Cracknell led them on towards the Oldham Road, Ancoats’ great thoroughfare and the site of some of the city’s largest factories. Chimneys towered above the lanes, pumping out smoke that seemed to vanish shortly after it had left them. Kitson put a hand up to his face; there was wet, sooty dirt sliding across his cheek, driven on to it from the atmosphere by the pouring rain.
‘Cracknell, where the hell are we going?’
‘Somewhere close. You’ll like it, Thomas, I promise.’
A long row of pawn shops and pestilent-looking boarding houses brought them to a large junction lit by a single sputtering lime-light. Cracknell stopped under a tavern sign, checking the streets for black-suits. The symbols upon this sign had mostly been obscured by dirt, but Kitson could just make out a heraldic shield, some feathers, and a crude scroll on which had been painted
The Trafford Arms
. He recognised the name. It was a popular inn and concert-room, whose custom consisted entirely of the operatives from the mills found all around it. They stepped inside.
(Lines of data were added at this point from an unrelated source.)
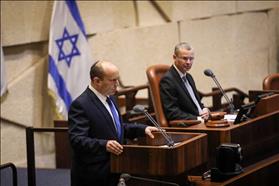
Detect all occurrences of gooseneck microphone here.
[118,173,179,186]
[133,105,174,147]
[203,69,234,113]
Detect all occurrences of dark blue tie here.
[107,97,121,139]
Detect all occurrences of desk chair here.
[146,64,200,127]
[263,73,279,90]
[146,64,248,127]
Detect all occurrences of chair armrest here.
[169,119,201,127]
[116,84,149,96]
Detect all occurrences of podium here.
[111,132,208,177]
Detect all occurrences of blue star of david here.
[55,27,80,66]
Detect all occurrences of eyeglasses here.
[176,56,195,61]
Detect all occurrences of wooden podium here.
[111,132,208,179]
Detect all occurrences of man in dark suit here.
[68,61,158,186]
[160,42,210,120]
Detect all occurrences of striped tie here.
[107,97,121,139]
[182,76,202,113]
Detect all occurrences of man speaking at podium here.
[68,61,158,186]
[160,42,210,120]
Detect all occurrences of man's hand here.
[145,126,159,139]
[106,140,123,155]
[201,108,210,120]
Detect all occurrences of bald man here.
[68,61,158,186]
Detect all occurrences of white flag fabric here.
[1,45,7,97]
[48,0,92,119]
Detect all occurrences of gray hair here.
[174,42,193,55]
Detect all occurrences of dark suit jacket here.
[68,88,146,186]
[160,66,203,120]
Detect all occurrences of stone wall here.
[1,1,279,167]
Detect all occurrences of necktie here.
[107,97,121,139]
[182,76,202,113]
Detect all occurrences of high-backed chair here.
[146,64,200,127]
[263,73,279,90]
[146,64,248,127]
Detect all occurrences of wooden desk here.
[189,154,279,186]
[165,110,279,167]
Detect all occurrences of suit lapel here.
[171,66,192,101]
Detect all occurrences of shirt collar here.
[173,64,187,78]
[88,84,107,103]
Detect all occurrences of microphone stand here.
[118,174,179,186]
[143,110,174,147]
[211,74,234,114]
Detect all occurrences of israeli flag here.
[48,0,92,119]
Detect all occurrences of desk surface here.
[189,154,279,186]
[166,110,279,167]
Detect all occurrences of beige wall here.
[1,1,279,167]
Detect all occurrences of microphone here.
[118,173,179,186]
[117,175,126,186]
[133,105,174,147]
[203,69,235,113]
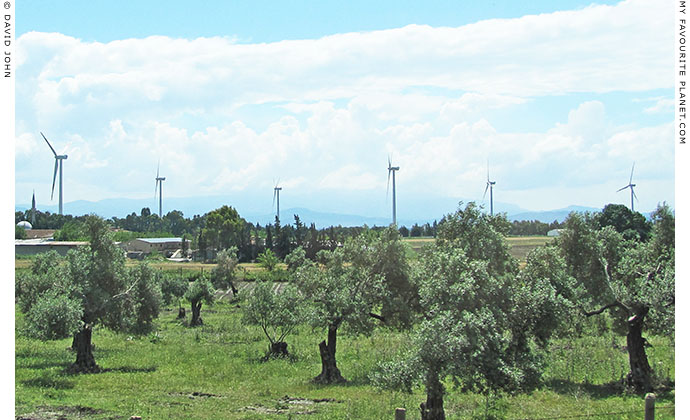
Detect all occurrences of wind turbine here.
[41,133,67,214]
[386,156,400,225]
[616,162,639,212]
[273,179,283,222]
[153,159,165,218]
[31,191,36,227]
[482,161,496,216]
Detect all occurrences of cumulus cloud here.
[15,0,673,213]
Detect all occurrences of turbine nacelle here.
[616,162,640,211]
[41,133,67,214]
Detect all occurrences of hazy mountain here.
[15,192,620,228]
[508,206,601,223]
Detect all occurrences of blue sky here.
[15,0,674,218]
[17,0,617,43]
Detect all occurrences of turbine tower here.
[273,180,283,223]
[386,156,400,226]
[153,159,165,218]
[616,162,639,212]
[31,191,36,228]
[482,161,496,216]
[41,133,67,214]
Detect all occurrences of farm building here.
[122,238,182,256]
[14,239,88,255]
[542,229,563,237]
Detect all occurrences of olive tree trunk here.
[419,370,446,420]
[627,308,652,393]
[268,341,289,357]
[71,324,99,373]
[314,322,345,384]
[189,301,204,327]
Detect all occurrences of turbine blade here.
[386,169,391,201]
[628,162,635,184]
[50,159,58,200]
[41,133,57,157]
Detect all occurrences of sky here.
[15,0,675,218]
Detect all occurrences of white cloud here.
[15,0,673,213]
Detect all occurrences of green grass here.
[15,303,675,420]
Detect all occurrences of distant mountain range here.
[15,196,601,228]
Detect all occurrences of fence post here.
[644,393,656,420]
[395,408,405,420]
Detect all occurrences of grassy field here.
[404,236,553,263]
[15,302,675,420]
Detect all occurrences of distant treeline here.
[15,206,561,249]
[15,206,383,262]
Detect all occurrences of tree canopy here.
[17,216,161,371]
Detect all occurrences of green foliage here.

The sounds of a lazy jig, played on fiddle, drum and flute, drifted through a large room with a balcony and a low stage. It had been built in what could loosely be described as the Tudor style, with the uneven wooden beams left exposed, and it was packed to the rafters with working people of both sexes, each with a jar of ale in their hand. Many had pipes or cheroots also, and tobacco smoke filled the Trafford Arms as water fills a bucket. Animated conversations were underway, the music almost lost amidst the raised voices and bursts of laughter. It was warm; Kitson was suddenly
aware of the cold drips that were running down his back and legs.